So I'm at this fork in the road... do I ease him over today... or do I wait for the zinc results to confirm it is negative and that it is definitely renal failure. Why wait? If on some offhand chance it is zinc, I don't think he can handle the treatment anyway, but should I give him that 1% chance? Or would that just mean more pain and suffering for him?

I have to let him go...

It's time...

My God... how am I going to handle this... Moon will need to come along, so that he understands his 10 year old brother and lifetime friend has left us, so that he doesn't believe I took him away. He needs to understand. But how will I handle hearing his screams when they come? How will I help him through this loss?

How can we have Duran Duran with only one Duran?
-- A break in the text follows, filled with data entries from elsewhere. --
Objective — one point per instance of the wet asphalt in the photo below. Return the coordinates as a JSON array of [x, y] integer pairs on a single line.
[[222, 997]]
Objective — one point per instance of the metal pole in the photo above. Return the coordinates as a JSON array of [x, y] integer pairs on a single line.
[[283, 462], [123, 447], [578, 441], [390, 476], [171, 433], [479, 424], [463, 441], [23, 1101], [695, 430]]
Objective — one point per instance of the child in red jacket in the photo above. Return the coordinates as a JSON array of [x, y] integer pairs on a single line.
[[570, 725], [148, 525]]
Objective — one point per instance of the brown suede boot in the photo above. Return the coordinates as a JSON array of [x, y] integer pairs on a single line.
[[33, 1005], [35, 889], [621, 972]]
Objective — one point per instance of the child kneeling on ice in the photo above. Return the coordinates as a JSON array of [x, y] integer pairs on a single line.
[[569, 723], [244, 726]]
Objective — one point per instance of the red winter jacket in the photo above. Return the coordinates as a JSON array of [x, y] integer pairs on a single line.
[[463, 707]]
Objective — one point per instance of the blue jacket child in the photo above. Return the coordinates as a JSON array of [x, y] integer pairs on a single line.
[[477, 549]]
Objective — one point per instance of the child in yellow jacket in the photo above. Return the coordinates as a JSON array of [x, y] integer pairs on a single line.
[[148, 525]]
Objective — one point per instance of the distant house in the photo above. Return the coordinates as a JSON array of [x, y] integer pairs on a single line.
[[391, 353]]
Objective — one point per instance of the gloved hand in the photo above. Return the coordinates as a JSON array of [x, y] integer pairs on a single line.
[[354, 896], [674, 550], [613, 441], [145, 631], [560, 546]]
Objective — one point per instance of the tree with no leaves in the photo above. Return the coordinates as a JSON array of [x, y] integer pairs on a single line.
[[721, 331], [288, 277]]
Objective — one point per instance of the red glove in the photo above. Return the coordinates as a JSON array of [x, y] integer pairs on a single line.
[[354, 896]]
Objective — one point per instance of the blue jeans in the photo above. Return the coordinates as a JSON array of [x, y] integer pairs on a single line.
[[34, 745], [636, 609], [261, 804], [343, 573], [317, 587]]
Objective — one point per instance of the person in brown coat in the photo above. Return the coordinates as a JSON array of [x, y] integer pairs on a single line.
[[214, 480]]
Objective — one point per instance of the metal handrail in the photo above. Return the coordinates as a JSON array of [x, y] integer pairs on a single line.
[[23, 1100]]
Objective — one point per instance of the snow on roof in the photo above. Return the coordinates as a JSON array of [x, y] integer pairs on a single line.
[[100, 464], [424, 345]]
Prayers for Moon-Moon today...

My poor babies...

Duran Rio (left) and Duran Moon (right)

Afternoon...

Just came home from letting Rio go. His zinc test, as expected, was negative. In renal failure, we let him go as planned. Moon was by his side standing over him throughout and while I eased Rio over, I embraced Moon and he draped his neck over my shoulders and we just held each other.

I thought he might call out and cry, but instead his pain ran so deep he could only open his bill... like when your tears choke so much you can't make a sound. There was no doubt he understood everything that was going on. I gave him some time and then asked the vet to take Rio away. I wanted Rio to leave us and not Moon to leave Rio.

I loaded him into his carrier and brought him to the car. He cried a half dozen times as we pulled out of the parking lot and then fell silent.

I brought him home... outside... where he hasn't been since Rio became ill two weeks ago. The sun was shining. I gave him a bucket of water and a bowl of food and he ate and drank and then sunk down to the ground. He bathed while sitting and after about 15 minutes, found his legs again and stood up. He walked around the little barn and over to the two houses where he and Rio always slept. He checked inside them and then looked behind them and then came back over to me.

"I know, baby... He's not there..."

He's letting me pet him and reassure him, but he is so sad... he's letting his wings droop in depression.

So I ran out to the store and brought him watermelon and lettuce. I made a promise to Rio that I would take care of his Moon-Moon and I am not going to let him down.